This loss of previous service was, however, restored by War Office Authority on the 31st of March 1853.

At the time of his desertion he was shown as being 5' 7" in height, with a fresh complexion, blue eyes and brown hair.

Sent to Scutari on the 27th of February and died there on the 25th of May 1855.

Medals

Entitled to the Crimean medal with clasps for Balaclava, Inkerman and Sebastopol.

Death & burial

Sent to Scutari on the 27th of February and died there on the 25th of May 1855.

He left no will, his "credits" being 5/12/3d.

Further information

His Crimean medal, in the possession of his great-grand-daughter, is still contained in the original registered envelope with waxed seals, stamped, "Official, London. Reg. 6/2/57." and addressed to his daughter, "Mary Delworth, c/o the Revd. Huxley, Brightling Rectory, Sussex."
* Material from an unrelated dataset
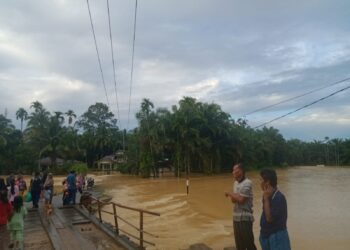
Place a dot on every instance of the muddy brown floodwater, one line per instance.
(318, 207)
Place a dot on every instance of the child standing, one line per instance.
(16, 223)
(5, 213)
A letter (also in the family possession) written by him to his three motherless children, then aged 8, 6 and 1 years, from the Crimea is particularly poignant, knowing of his subsequent death:

"Devna, in Turkey.

July 10th 1854.

My dearest Mary,

I know you will be very glad to have this letter from your Dear Father. I hope and pray to Almighty God that you and your dear little Sisters are quite well. Give Dear Fanny and Dear Little Margaret my very best and fondest love with as many sweet kisses, also to your dear little companions.
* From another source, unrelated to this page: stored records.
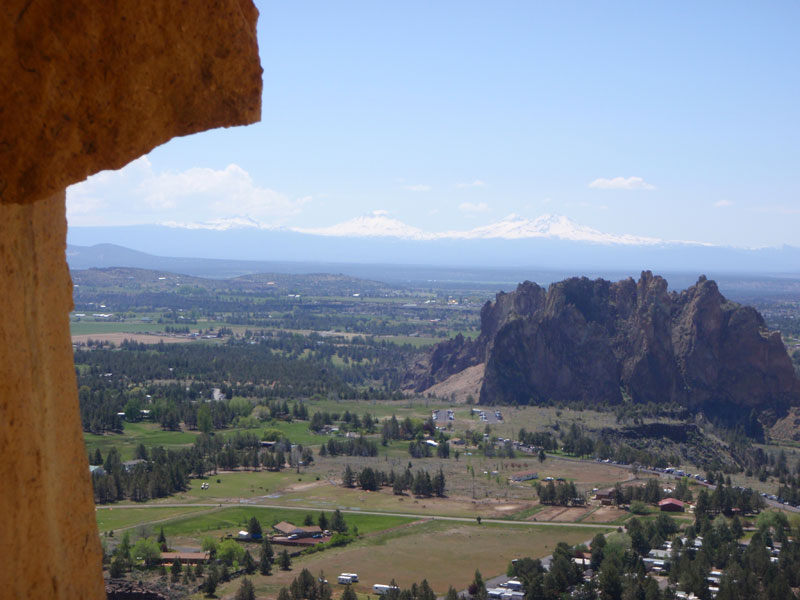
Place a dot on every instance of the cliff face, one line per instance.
(594, 341)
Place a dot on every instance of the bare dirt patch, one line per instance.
(444, 554)
(466, 383)
(508, 508)
(299, 487)
(571, 515)
(141, 338)
(605, 514)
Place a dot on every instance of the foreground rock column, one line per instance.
(85, 85)
(48, 533)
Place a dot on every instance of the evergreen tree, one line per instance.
(347, 477)
(254, 528)
(211, 581)
(439, 484)
(348, 593)
(248, 564)
(265, 560)
(245, 591)
(338, 523)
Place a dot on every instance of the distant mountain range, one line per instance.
(550, 242)
(512, 227)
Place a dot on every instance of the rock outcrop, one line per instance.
(87, 85)
(598, 342)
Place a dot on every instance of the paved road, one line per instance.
(360, 512)
(671, 476)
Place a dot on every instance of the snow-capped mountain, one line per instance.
(376, 224)
(513, 227)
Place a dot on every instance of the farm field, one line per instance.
(443, 553)
(117, 338)
(149, 434)
(112, 518)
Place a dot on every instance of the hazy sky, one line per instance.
(669, 120)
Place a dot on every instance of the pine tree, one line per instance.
(248, 563)
(245, 591)
(338, 523)
(265, 560)
(347, 477)
(439, 484)
(211, 581)
(285, 561)
(348, 593)
(254, 528)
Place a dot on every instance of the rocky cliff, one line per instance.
(599, 342)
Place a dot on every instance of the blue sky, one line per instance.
(668, 120)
I have not yet been to where the 38th is. When I see them I will be sure and see their fathers. I hope you are well and happy together, and love one another and be kind to one another. But my dear Child you must look after and see to your youngest sister for she is but a Baby yet and may God Bless you all and keep you under his Almighty Wing is a daily prayer of your dear and loving Father.
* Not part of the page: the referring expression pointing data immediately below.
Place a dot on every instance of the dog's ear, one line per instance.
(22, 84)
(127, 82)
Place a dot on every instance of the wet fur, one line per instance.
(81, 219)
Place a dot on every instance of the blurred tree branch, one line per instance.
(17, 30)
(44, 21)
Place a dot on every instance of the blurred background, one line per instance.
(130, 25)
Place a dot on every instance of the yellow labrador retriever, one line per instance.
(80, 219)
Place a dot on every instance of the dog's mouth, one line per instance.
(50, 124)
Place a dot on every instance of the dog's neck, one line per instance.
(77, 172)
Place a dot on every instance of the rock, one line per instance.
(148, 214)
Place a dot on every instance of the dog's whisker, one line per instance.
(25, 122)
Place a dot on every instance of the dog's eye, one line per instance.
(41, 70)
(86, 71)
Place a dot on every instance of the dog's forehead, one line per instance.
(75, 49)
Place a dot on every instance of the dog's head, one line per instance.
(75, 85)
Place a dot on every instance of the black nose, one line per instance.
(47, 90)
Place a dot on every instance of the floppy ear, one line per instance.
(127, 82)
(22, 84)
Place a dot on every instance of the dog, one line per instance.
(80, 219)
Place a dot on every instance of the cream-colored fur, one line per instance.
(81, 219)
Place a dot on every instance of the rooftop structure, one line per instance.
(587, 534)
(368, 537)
Be kind too to your little Sister, Fanny. Kiss her for me. Tell her I send my very Best love to her and she is to learn all she can till I come home which I hope, please God, won't be very long. I hope you are all good children and do all you can to assist Mrs. Bull who will be very kind and good I know and love and obey your teacher. I hope she is quite well. If its the same as I saw, give her my Best Respects.

You must write to me my dear Mary as soon as you like. Write as well as you can. I will read it I know. Give my love...[missing] and all that sees you.

We're all in Camp - a very large Army. I daresay 10,000 men. We all sleep on the Ground. We have our cloaks and one Blanket to cover us. The Bread and Meat is not as good as in England, but Thank God we are all very well. It is very hot here indeed during the day. There is no house near us for many miles. We are on a large plain or Common and sleep under Tents.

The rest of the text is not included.